Ce texte confère aux parties, dont Israël et l'Afrique du Sud, le droit collectif de prévenir et de faire cesser ces crimes définis comme des actes "commis dans l'intention de détruire, en tout ou en partie, un groupe national, ethnique, racial ou religieux".

C'est la première fois qu'Israël défend son offensive dans la bande de Gaza devant un tribunal depuis le début du conflit le 7 octobre. L'accusation pénale est également hautement symbolique pour un pays qui a vu le jour pour assurer la sécurité des survivants juifs.

L'Afrique du Sud demande à la Cour internationale de justice (CIJ) de mettre en place provisoirement un cessez-le-feu pour apaiser les souffrances dans la bande de Gaza assiégée, où, selon le ministère de la Santé du Hamas, plus de 23 000 personnes ont été tuées depuis le mois d'octobre.

Israël conteste cette accusation et ses alliés occidentaux, le Royaume-Uni et les États-Unis, sont aussi critiques.

En revanche, 57 pays dont la Bolivie, la Jordanie, la Malaisie, les Maldives, la Turquie, le Venezuela et l'Organisation des pays islamiques (OCI) soutiennent officiellement cette initiative.

Quelle est donc la position de l'Union européenne ?

L'UE n'a pas à faire de commentaires

L'UE, dont les efforts de médiation dans la guerre entre Israël et le Hamas sont entravés par les positions divergentes entre les 27, est restée pour l'essentiel silencieuse sur cette affaire.

Un porte-parole de la Commission européenne a réaffirmé mardi le soutien de l'Union à la CIJ, mais s'est abstenu de soutenir la plainte pour génocide contre Israël.

"En ce qui concerne cette affaire spécifique, les pays ont le droit de soumettre des affaires ou des actions en justice. L'Union européenne ne fait pas partie de ce procès", a expliqué Peter Stano, porte-parole de l’institution européenne, avant d'ajouter : "il ne nous appartient pas du tout de commenter cette affaire".

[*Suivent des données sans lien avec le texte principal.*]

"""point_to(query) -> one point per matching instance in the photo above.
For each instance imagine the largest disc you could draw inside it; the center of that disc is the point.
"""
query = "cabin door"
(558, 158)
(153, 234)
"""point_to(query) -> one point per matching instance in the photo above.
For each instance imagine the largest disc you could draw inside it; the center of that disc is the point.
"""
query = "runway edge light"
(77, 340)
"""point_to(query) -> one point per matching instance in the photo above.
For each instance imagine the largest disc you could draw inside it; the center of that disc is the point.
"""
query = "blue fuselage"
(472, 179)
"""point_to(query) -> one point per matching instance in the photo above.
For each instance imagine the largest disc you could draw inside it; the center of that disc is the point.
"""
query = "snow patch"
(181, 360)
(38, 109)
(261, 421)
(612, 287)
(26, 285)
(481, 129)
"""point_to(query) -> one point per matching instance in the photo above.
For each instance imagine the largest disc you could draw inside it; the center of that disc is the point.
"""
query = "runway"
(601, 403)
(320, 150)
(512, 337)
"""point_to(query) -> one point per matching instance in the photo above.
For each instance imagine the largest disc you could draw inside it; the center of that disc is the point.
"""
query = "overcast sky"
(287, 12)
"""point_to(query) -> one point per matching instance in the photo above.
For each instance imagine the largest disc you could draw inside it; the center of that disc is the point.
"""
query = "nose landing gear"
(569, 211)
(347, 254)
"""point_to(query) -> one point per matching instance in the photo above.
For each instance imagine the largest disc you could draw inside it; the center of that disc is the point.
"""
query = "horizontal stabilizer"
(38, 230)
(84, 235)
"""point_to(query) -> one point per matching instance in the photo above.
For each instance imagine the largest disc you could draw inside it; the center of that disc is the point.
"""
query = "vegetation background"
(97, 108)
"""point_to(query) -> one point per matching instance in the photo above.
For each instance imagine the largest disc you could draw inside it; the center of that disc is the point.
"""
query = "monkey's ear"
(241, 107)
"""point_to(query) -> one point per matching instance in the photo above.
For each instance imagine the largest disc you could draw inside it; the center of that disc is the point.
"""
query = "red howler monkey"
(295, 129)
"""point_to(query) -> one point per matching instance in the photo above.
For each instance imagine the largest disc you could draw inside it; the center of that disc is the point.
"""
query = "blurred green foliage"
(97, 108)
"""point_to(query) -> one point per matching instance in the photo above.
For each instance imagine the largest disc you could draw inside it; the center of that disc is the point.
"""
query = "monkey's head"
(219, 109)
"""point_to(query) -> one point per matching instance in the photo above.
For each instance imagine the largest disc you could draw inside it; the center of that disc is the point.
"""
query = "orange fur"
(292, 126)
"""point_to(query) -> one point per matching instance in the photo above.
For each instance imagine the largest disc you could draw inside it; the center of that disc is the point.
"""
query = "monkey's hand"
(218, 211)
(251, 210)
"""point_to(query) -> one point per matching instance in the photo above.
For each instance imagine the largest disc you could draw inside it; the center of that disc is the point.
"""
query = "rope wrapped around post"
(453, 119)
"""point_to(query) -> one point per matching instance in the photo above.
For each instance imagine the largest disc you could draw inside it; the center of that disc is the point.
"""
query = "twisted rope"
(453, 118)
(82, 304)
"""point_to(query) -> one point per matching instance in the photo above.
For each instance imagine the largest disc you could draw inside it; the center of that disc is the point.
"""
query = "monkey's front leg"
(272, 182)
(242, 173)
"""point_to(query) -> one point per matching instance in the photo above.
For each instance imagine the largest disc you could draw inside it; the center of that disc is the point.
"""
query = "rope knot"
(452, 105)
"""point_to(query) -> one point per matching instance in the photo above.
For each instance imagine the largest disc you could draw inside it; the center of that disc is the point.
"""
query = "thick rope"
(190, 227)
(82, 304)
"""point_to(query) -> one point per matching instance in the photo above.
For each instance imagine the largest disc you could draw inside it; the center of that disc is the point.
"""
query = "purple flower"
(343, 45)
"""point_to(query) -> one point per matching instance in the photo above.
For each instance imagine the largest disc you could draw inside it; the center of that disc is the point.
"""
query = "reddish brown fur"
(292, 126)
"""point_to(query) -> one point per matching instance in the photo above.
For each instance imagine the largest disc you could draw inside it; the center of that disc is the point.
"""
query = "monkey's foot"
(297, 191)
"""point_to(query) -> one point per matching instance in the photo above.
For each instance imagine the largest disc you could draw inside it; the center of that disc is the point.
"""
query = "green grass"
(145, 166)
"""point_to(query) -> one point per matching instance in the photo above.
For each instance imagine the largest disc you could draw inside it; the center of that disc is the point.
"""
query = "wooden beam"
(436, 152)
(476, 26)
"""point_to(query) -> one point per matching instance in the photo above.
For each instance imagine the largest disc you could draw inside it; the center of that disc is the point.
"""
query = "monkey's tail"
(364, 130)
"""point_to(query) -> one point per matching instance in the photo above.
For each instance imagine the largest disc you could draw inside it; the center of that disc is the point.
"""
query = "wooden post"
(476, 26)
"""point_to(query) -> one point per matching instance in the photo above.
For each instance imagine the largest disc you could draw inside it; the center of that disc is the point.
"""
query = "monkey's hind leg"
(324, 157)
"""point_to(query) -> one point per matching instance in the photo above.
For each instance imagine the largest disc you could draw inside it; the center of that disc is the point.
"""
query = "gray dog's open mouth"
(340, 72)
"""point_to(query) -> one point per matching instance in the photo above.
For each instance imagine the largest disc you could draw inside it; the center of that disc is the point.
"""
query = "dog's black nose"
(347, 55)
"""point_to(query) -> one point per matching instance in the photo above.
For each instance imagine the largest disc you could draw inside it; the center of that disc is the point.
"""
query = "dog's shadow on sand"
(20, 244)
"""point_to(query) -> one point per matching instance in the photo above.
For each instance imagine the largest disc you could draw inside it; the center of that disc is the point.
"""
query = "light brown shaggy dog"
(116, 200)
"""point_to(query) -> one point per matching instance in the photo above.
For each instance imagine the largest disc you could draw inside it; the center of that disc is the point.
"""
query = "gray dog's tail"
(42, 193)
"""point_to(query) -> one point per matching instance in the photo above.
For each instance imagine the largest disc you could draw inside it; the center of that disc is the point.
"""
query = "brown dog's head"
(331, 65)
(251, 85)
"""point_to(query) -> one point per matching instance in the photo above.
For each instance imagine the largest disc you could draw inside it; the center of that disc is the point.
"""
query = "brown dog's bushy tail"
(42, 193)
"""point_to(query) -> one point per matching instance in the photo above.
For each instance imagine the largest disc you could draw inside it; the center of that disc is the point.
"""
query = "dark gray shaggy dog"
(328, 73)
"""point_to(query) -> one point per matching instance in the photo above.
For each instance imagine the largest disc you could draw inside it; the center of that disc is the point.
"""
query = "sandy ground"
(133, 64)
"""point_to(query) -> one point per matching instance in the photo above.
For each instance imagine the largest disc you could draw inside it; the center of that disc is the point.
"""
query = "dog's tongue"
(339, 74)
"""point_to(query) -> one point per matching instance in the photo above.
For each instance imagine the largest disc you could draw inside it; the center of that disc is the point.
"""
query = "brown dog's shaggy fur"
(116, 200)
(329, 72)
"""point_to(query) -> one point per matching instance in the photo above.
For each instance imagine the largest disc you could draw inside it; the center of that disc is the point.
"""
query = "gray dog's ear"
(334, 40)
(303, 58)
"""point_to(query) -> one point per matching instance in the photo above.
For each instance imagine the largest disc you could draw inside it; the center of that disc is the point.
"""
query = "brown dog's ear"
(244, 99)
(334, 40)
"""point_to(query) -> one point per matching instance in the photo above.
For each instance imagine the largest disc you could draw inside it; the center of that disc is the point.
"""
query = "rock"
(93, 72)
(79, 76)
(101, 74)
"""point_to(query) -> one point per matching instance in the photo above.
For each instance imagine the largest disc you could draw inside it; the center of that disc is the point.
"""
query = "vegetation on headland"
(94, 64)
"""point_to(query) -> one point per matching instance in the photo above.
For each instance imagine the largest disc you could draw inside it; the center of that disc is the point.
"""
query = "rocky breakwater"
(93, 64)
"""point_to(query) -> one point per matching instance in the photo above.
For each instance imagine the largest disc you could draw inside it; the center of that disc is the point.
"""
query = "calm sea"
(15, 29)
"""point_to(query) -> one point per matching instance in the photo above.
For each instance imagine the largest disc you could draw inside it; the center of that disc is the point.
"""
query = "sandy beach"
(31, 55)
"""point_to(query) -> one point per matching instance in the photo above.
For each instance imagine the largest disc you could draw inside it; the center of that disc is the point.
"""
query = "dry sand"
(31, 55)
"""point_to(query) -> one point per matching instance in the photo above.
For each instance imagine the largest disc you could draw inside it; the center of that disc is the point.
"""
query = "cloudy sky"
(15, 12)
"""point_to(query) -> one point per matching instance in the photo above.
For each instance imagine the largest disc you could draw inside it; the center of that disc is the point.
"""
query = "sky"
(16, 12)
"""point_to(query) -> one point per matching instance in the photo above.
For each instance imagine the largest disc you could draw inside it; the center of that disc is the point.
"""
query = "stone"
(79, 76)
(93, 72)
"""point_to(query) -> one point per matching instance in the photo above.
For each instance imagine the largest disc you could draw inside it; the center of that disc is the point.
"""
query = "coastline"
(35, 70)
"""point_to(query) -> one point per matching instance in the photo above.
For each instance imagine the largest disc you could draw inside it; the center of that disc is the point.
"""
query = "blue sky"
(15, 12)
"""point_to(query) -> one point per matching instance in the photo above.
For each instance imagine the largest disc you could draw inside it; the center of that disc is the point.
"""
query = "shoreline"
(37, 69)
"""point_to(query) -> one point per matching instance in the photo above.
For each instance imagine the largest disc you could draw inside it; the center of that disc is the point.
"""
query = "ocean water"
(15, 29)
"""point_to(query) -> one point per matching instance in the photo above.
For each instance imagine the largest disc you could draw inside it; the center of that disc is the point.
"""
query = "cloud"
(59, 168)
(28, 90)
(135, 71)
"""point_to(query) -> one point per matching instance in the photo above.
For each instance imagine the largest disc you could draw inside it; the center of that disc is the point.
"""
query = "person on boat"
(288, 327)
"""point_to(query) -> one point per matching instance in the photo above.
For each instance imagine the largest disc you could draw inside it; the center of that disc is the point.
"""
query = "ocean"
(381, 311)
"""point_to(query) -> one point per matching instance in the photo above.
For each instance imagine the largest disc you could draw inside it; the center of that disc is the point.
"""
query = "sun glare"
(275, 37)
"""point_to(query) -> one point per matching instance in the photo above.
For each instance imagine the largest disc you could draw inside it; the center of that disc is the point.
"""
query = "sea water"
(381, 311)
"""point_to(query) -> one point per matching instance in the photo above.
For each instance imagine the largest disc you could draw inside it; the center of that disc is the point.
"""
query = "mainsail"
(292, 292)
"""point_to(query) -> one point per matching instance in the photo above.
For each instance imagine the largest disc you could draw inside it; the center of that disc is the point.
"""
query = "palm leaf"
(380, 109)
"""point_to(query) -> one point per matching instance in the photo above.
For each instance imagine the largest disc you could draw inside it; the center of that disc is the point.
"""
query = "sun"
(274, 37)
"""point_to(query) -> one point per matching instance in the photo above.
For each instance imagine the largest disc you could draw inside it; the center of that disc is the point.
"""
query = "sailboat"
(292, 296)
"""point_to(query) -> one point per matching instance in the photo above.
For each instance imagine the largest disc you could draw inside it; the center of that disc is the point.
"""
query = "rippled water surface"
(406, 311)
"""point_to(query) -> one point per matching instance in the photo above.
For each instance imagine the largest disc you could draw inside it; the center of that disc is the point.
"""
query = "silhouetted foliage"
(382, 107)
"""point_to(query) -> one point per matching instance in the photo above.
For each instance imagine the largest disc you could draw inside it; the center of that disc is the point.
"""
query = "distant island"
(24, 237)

Cette réponse très prudente fait suite aux efforts déployés par l'Union européenne pour rester neutre dans le conflit, approuvant le droit d'Israël à l'autodéfense tout en appelant à la protection des civils à Gaza et à l'acheminement sans entrave de l'aide humanitaire.

Toutefois, l’UE s'est abstenue jusqu'à présent d'appeler collectivement à un cessez-le-feu à Gaza, préférant préconiser des "pauses humanitaires" afin de garantir que l'aide parvienne sur le terrain.

La majorité des pays de l'UE a soutenu en décembre une résolution de l'Assemblée générale des Nations unies qui appelle à la cessation des hostilités. Ce scrutin indique que l'Union gravite lentement autour de signaux plus fermes à la retenue israélienne. Des pays membres ont également condamné récemment les propos des ministres israéliens d'extrême droite en faveur de la réinstallation des Palestiniens hors de la bande de Gaza.

L'Allemagne, l'Autriche et la République tchèque, considérées comme des alliés fidèles de l'Etat hébreu, ont exprimé leur scepticisme à l'égard de cette affaire.

S'exprimant jeudi depuis Israël, le ministre allemand de l’Economie, Robert Habeck a souligné que l’on "peut critiquer l'armée israélienne pour avoir agi trop durement dans la bande de Gaza, mais il ne s'agit pas d'un génocide".

"Ceux qui commettraient ou voudraient commettre un génocide, s'ils le pouvaient, sont le Hamas", a ajouté le ministre allemand. "Leur objectif est d'anéantir l'État d'Israël".

Dans une déclaration commune publiée jeudi, le chancelier autrichien et le Premier ministre tchèque ont exprimé des doutes similaires.

"Nous nous opposons à toute tentative de politiser la CIJ", ont déclaré les dirigeants dans un communiqué commun.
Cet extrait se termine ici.